John Louise and I decided it was time to visit Portland island today. We started off at our favorite beach at Robert's Bay near Sidney. The water was a bathtub with nothing else other than traffic impeding our progress. Lots of wildlife and a fairly clear day in Fall, what more could you ask for?


I arrived at Roberts bay and found the tide a ways out as predicted. John has fancy new Hully Rollers on his van, so he did a quick demo of unloading the boats even with them well overhead. Looks like a pretty pimp setup. The beach was pretty slimey as usual at low tide. I didn't see anything going on on the water at all and the marine weather was all clear of warnings. On our way out, we all got a shot of a heron looking regal on the rocks AND a seagull eating a crab.

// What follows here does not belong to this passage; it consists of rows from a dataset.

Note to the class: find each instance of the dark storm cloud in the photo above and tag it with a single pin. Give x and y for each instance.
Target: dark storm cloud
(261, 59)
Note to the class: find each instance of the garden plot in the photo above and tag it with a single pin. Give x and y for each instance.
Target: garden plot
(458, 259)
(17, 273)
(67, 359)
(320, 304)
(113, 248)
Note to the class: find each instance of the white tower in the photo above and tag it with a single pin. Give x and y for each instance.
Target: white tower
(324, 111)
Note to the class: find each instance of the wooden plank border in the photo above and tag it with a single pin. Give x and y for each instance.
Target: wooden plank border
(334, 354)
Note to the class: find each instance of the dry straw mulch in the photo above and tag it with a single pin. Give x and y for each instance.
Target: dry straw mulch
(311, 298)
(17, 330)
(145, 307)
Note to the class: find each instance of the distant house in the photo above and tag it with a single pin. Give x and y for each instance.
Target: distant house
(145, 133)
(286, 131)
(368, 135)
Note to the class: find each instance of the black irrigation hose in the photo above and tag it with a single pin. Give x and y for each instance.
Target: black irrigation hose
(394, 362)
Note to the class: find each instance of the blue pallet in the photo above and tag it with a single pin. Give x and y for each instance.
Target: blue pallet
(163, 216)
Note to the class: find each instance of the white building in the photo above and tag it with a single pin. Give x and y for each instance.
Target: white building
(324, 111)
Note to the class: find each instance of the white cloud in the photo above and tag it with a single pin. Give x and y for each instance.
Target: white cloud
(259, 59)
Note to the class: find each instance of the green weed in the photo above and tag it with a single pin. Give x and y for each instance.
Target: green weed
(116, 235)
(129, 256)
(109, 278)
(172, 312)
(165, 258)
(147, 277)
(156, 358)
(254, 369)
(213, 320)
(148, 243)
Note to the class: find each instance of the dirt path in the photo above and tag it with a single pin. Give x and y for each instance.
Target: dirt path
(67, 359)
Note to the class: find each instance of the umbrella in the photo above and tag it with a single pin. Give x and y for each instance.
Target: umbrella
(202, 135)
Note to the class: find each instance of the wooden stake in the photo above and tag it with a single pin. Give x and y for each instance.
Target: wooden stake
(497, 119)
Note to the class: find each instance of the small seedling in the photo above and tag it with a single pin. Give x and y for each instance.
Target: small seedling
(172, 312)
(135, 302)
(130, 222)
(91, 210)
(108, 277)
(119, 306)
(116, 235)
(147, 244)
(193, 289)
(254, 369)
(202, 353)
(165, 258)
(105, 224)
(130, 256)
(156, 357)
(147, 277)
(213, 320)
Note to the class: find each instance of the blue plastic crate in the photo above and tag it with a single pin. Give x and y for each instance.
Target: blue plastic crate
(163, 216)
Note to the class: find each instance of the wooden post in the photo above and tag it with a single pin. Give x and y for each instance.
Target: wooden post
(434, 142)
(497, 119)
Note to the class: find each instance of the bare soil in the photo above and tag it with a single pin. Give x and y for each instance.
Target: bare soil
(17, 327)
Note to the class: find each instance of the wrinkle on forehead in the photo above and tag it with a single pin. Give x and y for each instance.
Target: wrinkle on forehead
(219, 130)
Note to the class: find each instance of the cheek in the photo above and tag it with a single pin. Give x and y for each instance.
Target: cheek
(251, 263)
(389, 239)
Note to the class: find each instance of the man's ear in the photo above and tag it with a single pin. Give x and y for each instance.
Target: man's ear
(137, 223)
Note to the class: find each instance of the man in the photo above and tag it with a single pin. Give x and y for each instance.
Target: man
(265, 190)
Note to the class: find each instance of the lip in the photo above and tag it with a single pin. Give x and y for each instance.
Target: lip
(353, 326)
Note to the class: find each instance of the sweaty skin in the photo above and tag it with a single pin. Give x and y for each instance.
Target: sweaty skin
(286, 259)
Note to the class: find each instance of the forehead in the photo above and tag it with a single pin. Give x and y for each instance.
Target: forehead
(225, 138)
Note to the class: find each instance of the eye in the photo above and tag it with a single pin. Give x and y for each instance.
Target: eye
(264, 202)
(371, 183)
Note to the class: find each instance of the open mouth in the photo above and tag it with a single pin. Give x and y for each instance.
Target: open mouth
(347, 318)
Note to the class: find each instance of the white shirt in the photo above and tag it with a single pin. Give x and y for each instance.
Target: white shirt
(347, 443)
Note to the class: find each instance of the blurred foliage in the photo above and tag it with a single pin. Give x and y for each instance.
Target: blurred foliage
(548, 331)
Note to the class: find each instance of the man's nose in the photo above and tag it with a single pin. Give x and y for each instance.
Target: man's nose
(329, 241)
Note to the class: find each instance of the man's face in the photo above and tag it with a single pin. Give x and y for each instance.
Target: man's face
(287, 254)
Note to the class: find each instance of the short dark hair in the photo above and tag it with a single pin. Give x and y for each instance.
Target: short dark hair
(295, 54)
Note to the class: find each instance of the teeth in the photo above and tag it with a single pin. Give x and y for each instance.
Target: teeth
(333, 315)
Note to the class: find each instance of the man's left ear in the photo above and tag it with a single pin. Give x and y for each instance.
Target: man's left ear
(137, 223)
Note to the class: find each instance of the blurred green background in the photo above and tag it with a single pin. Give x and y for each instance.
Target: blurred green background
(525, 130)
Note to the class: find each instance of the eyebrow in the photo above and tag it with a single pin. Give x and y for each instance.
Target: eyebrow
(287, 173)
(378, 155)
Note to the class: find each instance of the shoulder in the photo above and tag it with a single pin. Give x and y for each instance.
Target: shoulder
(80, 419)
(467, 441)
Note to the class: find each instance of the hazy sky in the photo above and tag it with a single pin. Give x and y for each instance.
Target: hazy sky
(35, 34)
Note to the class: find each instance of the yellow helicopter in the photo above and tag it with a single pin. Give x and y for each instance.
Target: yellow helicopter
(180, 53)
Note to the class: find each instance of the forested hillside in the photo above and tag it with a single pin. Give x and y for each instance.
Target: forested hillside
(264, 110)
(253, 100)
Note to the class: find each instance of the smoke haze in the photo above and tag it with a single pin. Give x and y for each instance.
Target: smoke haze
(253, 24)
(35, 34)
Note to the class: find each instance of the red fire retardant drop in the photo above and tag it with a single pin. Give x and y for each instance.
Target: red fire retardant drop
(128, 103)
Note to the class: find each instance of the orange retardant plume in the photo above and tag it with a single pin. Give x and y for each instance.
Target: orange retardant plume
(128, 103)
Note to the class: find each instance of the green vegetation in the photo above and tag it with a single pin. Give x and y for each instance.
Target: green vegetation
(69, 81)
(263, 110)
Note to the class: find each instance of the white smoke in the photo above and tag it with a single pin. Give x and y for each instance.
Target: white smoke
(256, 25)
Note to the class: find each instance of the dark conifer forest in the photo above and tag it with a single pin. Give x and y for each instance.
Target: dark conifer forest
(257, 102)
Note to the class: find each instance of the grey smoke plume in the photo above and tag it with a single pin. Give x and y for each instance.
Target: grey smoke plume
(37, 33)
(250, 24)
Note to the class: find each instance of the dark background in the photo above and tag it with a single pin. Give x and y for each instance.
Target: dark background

We paddled out of the Bay and around to Tsehum harbour. The harbour was full of activity with multiple vessels coming and going at the entrance. Everyone was headed in different directions to find the best wind except one mariner towing home an old motor boat with his sailboat. We chose our crossing and headed up Page/Iriquois passage with the currents acting as bizarrely as they always do. There were a number of herons hunting for fish in the passage, and most of them flew away as John got out the telephoto camera.


Things got interesting as we held up waiting for the Ferry to pass. We paddled north to the Coal island light and saw the ferry coming around Portland Island. I was dead set on running the ferry wake. I got a bit of fun wake to play on and decided to continue the mission out to Pym island. When I got there I looked behind me and saw neither of my partners. ahem. woops. Turns out Louise had a bit of a fight when the ferry wake arrived at the shallows.


I saw John and Louise coming across the water looking a bit addled, but they had made it and they noted that they were in new territory. So with the nerves squared away, we had a flat water paddle to Portland Island. The winds diminished and the current was slowing, so we got to Brackman island in good time. There were a number of seals and shorebirds on Brackman island, but there were no signs of life at all on Portland island. The southern "shell beach" was empty and ours were the only footprints on the sand.


We had a little break and decided to continue our mission to circumnavigate Portland island. There's a funny effect when I paddle with John and Louise, there's these points where we all become really quiet, but not like awkward-like. It's like it's an accepted part of our conversation just to shut up and realize where we are for a few minutes. The silence broke when we approached Chads island and saw two eagles and a huge seal haulout. There was a small blue rowboat coming through the passage between Portland and Chads and we didn't make much contact. We also kept a cautious eye out for Ferries in Goss passage, multiple boats all went by at the same time and we decided to get away from the rocks.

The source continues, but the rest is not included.